Agnese Contini e lo sguardo malinconico del futuro in “Desert Earth” , l’essere umano si trova in una realtà che lo conduce alla distruzione, alla privazione, all’inaridimento
È disponibile, da venerdì 11 ottobre, “Desert Earth” (INRI Classic / Universal Music Italia), il nuovo brano strumentale della chitarrista salentina Agnese Contini. Con questo brano, la Contini vuole raccontare la sua visione della natura e nei rapporti umani: in un mondo in cui l’aridità è protagonista, l’essere umano si trova in una realtà che lo conduce alla distruzione, alla privazione, all’inaridimento e alla demolizione dei legami con gli altri e con la natura stessa.
Il rischio, per l’artista, è che questo immobilismo possa amplificare una situazione di per sé già grave e con uno sguardo malinconico al passato, ritrova nella realtà un futuro a rischio. La volontà, quindi, è quella di trovare una soluzione e muoversi, prima che sia troppo tardi.
Composto dalla stessa Contini, “Desert Earth” vede la chitarrista salentina accompagnata al violoncello da Ester Ambra Giannelli.
Noi di Musica 361 abbiamo raggiunto Agnese Contini per una piacevole chiacchierata.
L’11 ottobre è uscito il nuovo singolo, ma qual è l’esigenza che si nasconde dietro questo brano?
L’idea del brano nasce da aspetti emotivi e personali, ma anche dall’esigenza di raccontare un processo negativo come la desertificazione. La volontà dietro questo progetto è quindi di voler riflettere e far riflettere, su quello che capita intorno a noi, con noi, che invece di fare qualcosa, rimaniamo fermi a guardare. Ecco, voglio raccontare questa situazione, voglio rappresentare questa lotta contro la passività di certi argomenti.
Quindi racconti questa desertificazione della terra, ma nel brano è presente anche una certa aridità nei rapporti. C’è un punto d’incontro tra questi temi?

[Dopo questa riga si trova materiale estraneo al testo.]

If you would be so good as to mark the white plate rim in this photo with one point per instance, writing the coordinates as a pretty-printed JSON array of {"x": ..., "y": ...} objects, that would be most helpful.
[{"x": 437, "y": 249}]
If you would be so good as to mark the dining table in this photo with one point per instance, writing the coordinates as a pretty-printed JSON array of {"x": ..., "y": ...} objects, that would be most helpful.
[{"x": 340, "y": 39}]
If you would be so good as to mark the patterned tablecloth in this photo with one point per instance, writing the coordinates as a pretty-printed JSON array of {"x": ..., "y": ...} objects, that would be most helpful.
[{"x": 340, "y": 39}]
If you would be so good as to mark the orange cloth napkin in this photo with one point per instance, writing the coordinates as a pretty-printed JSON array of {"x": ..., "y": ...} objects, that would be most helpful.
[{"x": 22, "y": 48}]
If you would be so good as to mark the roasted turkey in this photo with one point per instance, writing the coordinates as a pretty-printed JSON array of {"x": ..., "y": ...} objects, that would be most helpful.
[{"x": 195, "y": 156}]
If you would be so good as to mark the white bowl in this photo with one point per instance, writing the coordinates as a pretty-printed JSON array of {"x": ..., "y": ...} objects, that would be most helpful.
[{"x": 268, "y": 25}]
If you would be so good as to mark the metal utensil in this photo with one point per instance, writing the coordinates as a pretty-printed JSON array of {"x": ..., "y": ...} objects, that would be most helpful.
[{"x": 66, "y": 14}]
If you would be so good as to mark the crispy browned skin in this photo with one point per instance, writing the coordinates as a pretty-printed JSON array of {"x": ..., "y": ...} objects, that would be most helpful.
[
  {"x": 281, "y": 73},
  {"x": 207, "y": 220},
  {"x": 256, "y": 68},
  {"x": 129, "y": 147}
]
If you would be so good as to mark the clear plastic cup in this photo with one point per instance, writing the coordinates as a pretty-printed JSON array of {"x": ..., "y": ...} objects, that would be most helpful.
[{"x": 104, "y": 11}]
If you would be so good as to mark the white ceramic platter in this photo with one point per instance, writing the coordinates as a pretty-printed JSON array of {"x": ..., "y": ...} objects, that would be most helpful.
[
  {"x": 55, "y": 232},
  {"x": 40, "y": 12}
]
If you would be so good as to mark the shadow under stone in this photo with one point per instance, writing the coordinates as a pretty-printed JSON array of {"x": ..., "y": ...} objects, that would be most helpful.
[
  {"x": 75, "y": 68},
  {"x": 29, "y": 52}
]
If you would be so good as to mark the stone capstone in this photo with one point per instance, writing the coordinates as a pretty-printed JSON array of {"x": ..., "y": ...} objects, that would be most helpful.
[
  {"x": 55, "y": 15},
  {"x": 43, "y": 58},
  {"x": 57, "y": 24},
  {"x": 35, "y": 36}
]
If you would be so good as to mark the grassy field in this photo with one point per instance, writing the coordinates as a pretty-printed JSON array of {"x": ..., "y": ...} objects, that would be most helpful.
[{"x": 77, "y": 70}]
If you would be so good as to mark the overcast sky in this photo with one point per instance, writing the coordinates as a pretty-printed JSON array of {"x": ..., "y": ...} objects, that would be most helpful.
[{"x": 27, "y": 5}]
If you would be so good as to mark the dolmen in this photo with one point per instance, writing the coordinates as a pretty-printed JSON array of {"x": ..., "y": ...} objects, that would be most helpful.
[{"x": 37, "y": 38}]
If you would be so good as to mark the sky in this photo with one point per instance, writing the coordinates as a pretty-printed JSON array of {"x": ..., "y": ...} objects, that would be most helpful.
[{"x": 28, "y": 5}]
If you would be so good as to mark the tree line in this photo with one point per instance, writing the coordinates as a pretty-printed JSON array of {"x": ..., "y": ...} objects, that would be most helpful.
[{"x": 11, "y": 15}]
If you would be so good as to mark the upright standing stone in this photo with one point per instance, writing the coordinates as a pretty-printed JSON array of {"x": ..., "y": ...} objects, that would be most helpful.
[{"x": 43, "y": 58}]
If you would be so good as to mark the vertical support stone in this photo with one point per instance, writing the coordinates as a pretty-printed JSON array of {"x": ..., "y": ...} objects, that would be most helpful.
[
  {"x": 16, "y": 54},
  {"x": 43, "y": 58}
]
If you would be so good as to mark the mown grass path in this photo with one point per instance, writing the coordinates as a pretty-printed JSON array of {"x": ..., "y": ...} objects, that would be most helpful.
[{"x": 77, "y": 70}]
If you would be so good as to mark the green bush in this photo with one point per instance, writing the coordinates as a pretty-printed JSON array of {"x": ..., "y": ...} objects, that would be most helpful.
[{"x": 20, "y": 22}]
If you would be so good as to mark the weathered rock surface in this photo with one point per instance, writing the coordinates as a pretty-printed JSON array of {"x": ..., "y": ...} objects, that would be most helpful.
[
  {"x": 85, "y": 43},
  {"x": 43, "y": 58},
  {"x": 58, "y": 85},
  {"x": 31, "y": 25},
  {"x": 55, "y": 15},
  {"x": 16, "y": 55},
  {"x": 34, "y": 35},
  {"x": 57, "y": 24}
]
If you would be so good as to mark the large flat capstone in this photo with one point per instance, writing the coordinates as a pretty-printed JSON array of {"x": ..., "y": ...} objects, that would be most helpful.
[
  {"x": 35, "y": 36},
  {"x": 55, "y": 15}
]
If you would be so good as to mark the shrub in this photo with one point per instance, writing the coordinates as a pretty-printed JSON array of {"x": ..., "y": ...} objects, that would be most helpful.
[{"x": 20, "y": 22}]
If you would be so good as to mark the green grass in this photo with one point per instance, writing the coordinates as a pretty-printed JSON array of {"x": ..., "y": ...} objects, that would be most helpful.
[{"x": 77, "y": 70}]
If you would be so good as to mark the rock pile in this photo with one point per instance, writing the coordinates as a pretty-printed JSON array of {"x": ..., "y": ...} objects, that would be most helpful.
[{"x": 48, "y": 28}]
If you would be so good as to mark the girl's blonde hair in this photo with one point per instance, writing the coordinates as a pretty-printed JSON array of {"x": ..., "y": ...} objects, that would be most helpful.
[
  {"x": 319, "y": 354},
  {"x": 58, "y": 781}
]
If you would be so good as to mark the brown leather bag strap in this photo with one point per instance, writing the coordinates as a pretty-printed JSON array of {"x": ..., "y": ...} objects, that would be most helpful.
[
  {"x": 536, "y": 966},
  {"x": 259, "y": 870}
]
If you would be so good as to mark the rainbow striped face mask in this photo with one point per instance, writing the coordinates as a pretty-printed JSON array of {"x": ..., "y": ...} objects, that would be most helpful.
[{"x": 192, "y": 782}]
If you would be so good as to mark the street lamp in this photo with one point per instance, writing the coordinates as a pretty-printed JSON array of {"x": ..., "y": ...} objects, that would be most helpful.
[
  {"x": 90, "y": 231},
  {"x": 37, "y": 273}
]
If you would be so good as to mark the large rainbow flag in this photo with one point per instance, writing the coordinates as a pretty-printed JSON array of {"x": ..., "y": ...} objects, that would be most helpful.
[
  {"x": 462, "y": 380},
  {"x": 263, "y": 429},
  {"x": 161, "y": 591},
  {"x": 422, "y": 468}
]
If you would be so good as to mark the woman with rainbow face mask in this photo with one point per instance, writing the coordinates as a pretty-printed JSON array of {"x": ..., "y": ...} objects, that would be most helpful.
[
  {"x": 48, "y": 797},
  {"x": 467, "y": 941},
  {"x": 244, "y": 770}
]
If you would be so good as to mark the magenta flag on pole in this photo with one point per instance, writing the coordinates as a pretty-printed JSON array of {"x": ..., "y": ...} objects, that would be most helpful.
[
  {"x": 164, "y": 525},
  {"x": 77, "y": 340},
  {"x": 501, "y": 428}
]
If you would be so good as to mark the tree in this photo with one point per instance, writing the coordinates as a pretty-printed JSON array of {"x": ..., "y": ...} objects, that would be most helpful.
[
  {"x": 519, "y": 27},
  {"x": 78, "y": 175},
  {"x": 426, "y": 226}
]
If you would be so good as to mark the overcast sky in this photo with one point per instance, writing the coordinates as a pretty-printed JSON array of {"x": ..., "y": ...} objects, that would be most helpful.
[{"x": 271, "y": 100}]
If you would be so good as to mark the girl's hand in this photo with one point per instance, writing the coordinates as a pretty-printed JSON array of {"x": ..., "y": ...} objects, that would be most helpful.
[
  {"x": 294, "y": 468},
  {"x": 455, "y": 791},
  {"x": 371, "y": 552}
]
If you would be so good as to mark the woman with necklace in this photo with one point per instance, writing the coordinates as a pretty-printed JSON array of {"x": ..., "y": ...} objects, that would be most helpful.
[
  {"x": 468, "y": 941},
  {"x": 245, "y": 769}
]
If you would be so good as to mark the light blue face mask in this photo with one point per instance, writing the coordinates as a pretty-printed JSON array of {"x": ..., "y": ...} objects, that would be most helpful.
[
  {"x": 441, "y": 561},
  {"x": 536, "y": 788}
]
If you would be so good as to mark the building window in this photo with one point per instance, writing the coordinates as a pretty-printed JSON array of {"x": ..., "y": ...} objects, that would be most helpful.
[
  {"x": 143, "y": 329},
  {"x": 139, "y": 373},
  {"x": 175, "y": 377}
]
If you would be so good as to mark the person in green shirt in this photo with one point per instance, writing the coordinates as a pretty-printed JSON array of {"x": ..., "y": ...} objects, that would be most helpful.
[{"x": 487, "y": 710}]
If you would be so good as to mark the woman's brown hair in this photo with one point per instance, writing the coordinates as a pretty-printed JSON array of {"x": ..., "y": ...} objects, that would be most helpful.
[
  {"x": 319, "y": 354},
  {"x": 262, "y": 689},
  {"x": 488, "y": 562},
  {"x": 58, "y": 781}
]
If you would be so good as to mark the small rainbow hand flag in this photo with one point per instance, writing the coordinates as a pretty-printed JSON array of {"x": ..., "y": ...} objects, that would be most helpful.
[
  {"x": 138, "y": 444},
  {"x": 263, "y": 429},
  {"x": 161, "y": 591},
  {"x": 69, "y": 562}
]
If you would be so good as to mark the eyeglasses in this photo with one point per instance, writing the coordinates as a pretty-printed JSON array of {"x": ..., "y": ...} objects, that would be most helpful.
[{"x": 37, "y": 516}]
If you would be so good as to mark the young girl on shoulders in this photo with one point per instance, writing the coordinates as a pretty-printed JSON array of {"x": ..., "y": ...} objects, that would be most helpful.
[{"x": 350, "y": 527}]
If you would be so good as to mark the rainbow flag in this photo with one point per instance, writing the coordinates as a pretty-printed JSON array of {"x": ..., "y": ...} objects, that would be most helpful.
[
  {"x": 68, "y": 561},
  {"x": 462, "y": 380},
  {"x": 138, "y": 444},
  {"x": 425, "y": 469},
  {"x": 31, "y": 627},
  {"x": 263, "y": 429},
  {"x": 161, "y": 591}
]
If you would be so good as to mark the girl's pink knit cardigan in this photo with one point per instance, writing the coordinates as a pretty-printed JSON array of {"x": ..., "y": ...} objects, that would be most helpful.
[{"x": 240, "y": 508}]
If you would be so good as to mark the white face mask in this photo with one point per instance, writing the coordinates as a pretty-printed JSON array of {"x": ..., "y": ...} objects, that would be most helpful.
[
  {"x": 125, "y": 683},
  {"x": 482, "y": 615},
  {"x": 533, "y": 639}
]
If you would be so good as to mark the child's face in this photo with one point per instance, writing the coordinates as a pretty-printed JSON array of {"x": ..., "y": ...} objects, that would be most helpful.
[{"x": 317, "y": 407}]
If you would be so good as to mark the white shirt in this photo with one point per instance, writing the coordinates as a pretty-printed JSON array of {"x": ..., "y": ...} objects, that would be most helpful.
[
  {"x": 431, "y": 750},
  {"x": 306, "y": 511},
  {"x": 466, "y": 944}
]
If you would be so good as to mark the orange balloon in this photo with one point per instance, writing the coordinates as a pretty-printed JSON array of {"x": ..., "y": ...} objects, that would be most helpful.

Certamente sì! Questo immobilismo passivo di fronte agli eventi che ci accadono, l’ho rivisto anche nelle relazioni interpersonali. Come se, questi rapporti e questa desertificazione in atto, non ci toccassero minimamente. Invece non è così! Anzi, dobbiamo trovare la soluzione per tornare ad ascoltarci e a vivere pienamente il mondo che ci circonda.
Tra le emozioni di questo progetto, immagino che sia presente anche una forma di malinconia per quello che è stato, per quello che è oggi, ma anche per quello che sarà…
Indubbiamente la malinconia entra tra le emozioni dominanti. Probabilmente la malinconia è stata l’emozione scatenante per la realizzazione di “Desert Earth”. Nell’osservare quei luoghi a me cari, che ho visto cambiare in maniera negativa, ho provato malinconia e tristezza; così mi sono chiesta: “ma veramente stiamo andando incontro a questa fine?”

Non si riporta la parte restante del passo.